Pro-independence politicians mark referendum anniversary with different views on way forward
Former president Puigdemont calls for return to "original formula" while current holder of office Aragonès celebrates "joint position" of parties
On the sixth anniversary of the 2017 Catalan self-determination referendum deemed illegal by Spain, and pro-independce political leaders are marking the day with their visions for how to advance their agenda.
Pere Aragonès, president of Catalonia, celebrated the "joint position" achieved by pro-independence parties in the current political climate.
This week, his party, Esquerra Republicana (ERC), and the other mainstream political party in favor of splitting from Spain, Junts per Catalunya, reached a consensus in a parliamentary motion to only back a Prime Ministerial bid of Pedro Sánchez if the Socialist leader commits to work toward setting the conditions for a referendum.

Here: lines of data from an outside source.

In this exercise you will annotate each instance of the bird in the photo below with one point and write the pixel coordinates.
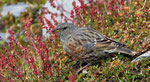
(87, 44)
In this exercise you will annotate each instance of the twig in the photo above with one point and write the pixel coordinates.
(144, 4)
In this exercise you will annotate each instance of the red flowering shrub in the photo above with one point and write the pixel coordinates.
(35, 59)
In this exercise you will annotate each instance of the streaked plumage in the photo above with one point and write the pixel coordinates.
(86, 44)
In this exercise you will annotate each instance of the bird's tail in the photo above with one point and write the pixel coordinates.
(125, 51)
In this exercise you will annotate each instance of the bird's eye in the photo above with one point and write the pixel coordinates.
(65, 28)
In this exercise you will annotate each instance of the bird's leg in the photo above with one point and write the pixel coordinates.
(82, 69)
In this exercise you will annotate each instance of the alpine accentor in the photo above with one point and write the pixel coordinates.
(86, 44)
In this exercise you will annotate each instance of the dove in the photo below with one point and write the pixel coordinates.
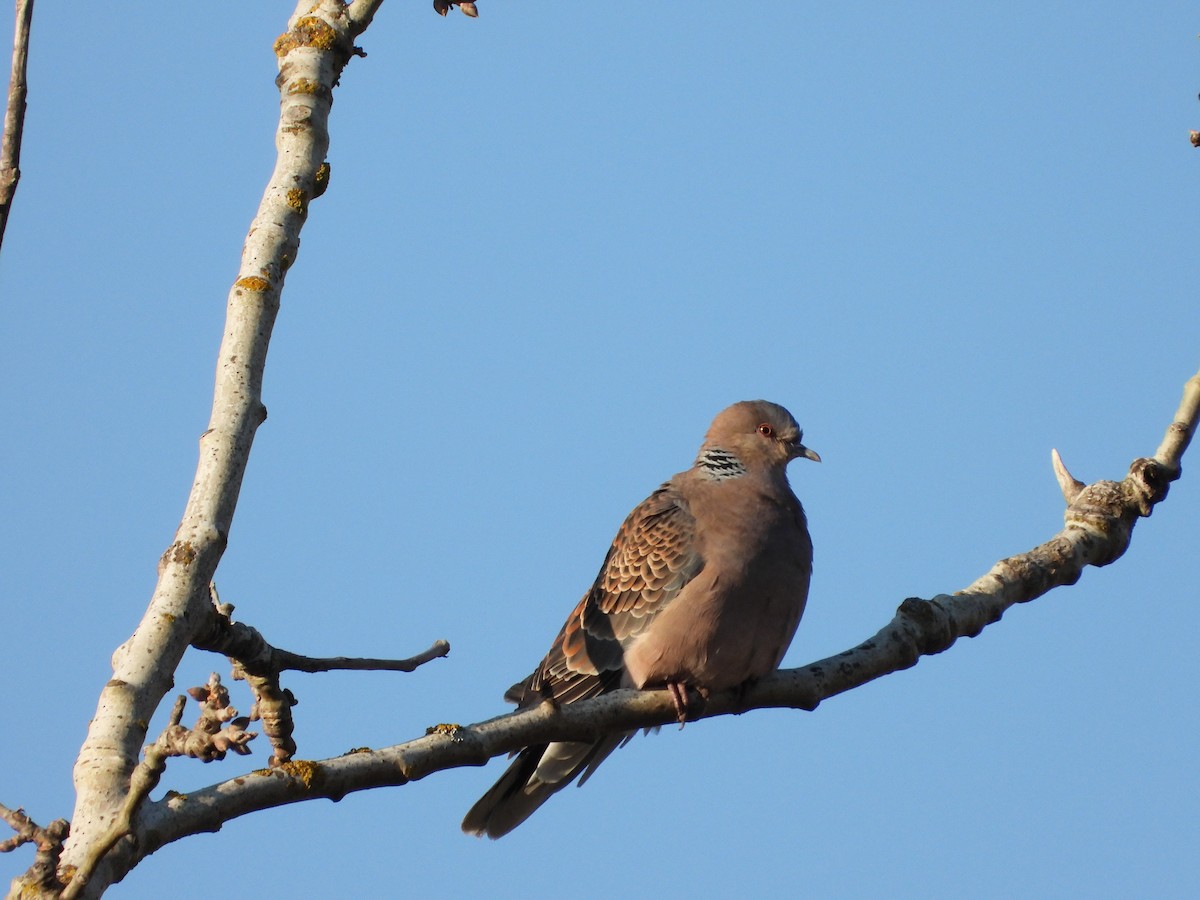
(702, 589)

July's general election in Spain left a hung parliament, and leader of the conservative People's Party, Alberto Núñez Feijóo, failed in two attempts this week to be named Prime Minister, despite his party winning most votes and MPs in the summer vote.
Now, Sánchez will have the chance to garner enough support to carry on in Moncloa for another term, but to do so, he will need the backing of the pro-independence parties, who will only support the Socialist candidate at a high price.
Aragonès also hailed the "firmness" of the independence camp in negotiations with Spain. "Let everyone be clear: amnesty alone does not solve the conflict," he said, speaking at an institutional event in Fonollosa, just outside Manresa in central Catalonia. "The referendum is at the center of the resolution of the conflict," the president said.
Accompanied by the presidency minister, Laura Vilagrà, and the foreign minister, Meritxell Serret, Aragonès spoke at an even in Plaça 1 October in Fonollosa, the same square where Spanish police officers intervened to forcefully remove ballot boxes and charged at the gathered voters.
Meanwhile, former president Carles Puigdemont, who was the head of the Catalan government for the referendum vote six years ago, called for "a return to the original formula" of the independence push.
This, for Puigdemont, is the method "that makes us winners and allows us to maintain our position against Spain which has never abandoned its original formula."
The ex-president said the vote was possible "thanks to political unity, the leadership of the institutions, and civil, democratic and non-violent mobilization."
The Junts politician warned that "everything that departs from this masterful formula, departs from victory."
Puigdemont also took aim at other pro-independence parties, saying that "discrediting and delegitimizing" the referendum takes the movement away from "victory."
The former president maintains that the independence camp "broke the historical continuity between the regime imposed" by the Spanish king by holding the 2017 vote.